Verpflegungssysteme

Tellerstapel
© JMG / PIXELIO

Eine Voraussetzung für die Gesundheit und Leistungsfähigkeit von Menschen jeden Alters ist eine vollwertige und bedarfsgerechte Ernährung. Das gilt für das Essen in der Familie ebenso wie für die Verpflegung im Krankenhaus und in Rehakliniken. Das Speisenangebot sollte abwechslungsreich sein, schmecken und wirtschaftlich produziert werden können.

Es gibt verschiedene Möglichkeiten, den Weg „vom Topf zum Teller“ zu gestalten. Ein Verpflegungssystem charakterisiert, wie Speisen hergestellt werden. Der Begriff umfasst nicht nur die Art und Weise der Produktion und Bereitstellung, sondern auch die Anforderungen an Räume, Ausstattung, Personal und Hygiene.

Systeme im Überblick

In der Praxis gibt es vier Verpflegungssysteme

Sie unterscheiden sich vor allem in diesen Fragen: Werden die Speisen direkt nach der Zubereitung warm ausgegeben oder werden sie für eine Zwischenzeit gekühlt bzw. tiefgekühlt und zur Ausgabe regeneriert? Findet die Produktion am Ort der Ausgabe statt oder woanders? Man spricht hier auch von thermischer, räumlicher und zeitlicher Kopplung bzw. Entkopplung von Produktion und Ausgabe.

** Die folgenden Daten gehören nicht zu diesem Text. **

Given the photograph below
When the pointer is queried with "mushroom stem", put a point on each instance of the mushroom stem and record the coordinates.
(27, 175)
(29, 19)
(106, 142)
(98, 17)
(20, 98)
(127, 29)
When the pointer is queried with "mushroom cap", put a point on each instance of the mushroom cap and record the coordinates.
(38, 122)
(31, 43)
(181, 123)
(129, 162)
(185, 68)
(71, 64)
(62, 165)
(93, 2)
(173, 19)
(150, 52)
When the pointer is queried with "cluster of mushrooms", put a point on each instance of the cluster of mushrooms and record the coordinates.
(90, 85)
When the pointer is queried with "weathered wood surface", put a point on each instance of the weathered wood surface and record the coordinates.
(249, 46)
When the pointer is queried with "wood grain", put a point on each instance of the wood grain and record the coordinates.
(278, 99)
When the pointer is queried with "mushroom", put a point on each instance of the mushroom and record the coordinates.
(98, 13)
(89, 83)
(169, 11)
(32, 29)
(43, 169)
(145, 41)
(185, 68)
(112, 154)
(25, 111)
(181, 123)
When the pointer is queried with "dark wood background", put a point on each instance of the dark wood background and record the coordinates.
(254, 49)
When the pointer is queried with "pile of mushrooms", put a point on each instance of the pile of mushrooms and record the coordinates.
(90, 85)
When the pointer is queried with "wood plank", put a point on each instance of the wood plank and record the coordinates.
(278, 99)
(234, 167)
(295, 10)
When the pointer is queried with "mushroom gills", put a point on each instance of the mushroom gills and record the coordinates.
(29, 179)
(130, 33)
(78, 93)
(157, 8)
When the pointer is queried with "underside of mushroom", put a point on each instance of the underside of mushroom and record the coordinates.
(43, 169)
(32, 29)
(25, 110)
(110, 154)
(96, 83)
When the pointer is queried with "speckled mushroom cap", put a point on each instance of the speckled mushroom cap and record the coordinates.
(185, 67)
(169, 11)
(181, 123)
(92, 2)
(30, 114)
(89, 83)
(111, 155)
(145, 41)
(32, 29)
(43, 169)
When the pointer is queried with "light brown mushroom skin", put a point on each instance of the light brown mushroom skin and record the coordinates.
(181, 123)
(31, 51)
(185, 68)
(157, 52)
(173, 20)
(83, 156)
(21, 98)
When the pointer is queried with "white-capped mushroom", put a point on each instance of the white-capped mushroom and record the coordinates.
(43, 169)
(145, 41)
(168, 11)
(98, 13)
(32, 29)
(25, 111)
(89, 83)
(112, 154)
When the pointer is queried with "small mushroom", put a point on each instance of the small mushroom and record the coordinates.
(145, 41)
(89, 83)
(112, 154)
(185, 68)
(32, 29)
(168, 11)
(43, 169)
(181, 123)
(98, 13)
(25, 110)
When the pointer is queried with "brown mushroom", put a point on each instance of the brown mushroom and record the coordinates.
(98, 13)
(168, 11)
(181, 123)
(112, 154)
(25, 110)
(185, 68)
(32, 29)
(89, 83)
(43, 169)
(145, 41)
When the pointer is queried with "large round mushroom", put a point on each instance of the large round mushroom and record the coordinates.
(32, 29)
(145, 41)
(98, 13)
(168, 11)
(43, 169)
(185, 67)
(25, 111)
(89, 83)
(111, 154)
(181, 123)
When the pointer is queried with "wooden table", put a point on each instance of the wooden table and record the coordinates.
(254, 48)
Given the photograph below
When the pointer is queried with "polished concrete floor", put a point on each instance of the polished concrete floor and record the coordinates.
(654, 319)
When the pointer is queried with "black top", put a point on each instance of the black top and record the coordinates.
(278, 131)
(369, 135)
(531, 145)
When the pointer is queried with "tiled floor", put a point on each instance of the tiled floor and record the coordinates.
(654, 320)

Verpflegungssysteme in Krankenhäusern und Rehakliniken

In Krankenhäusern und Rehakliniken stehen die Verantwortlichen für die Verpflegung vor besonderen Herausforderungen. Sie müssen den Bedürfnissen einer sehr heterogenen Zielgruppe angemessen begegnen. Verschiedene Altersgruppen sind zu versorgen.  Diäten sind ebenso gefordert wie eine Vollkost. Das gewählte Verpflegungssystem muss deshalb die Zubereitung eines breit gefächerten Angebotes zulassen und es möglich machen, auf wechselnde Anforderungen zu reagieren. Nicht nur die Patientinnen und Patienten, auch die Mitarbeiterinnen und Mitarbeiter der Einrichtung sollen in aller Regel an der Verpflegung teilnehmen. Daraus ergeben sich gegebenenfalls weitere Anforderungen durch Nacht- und Schichtarbeit.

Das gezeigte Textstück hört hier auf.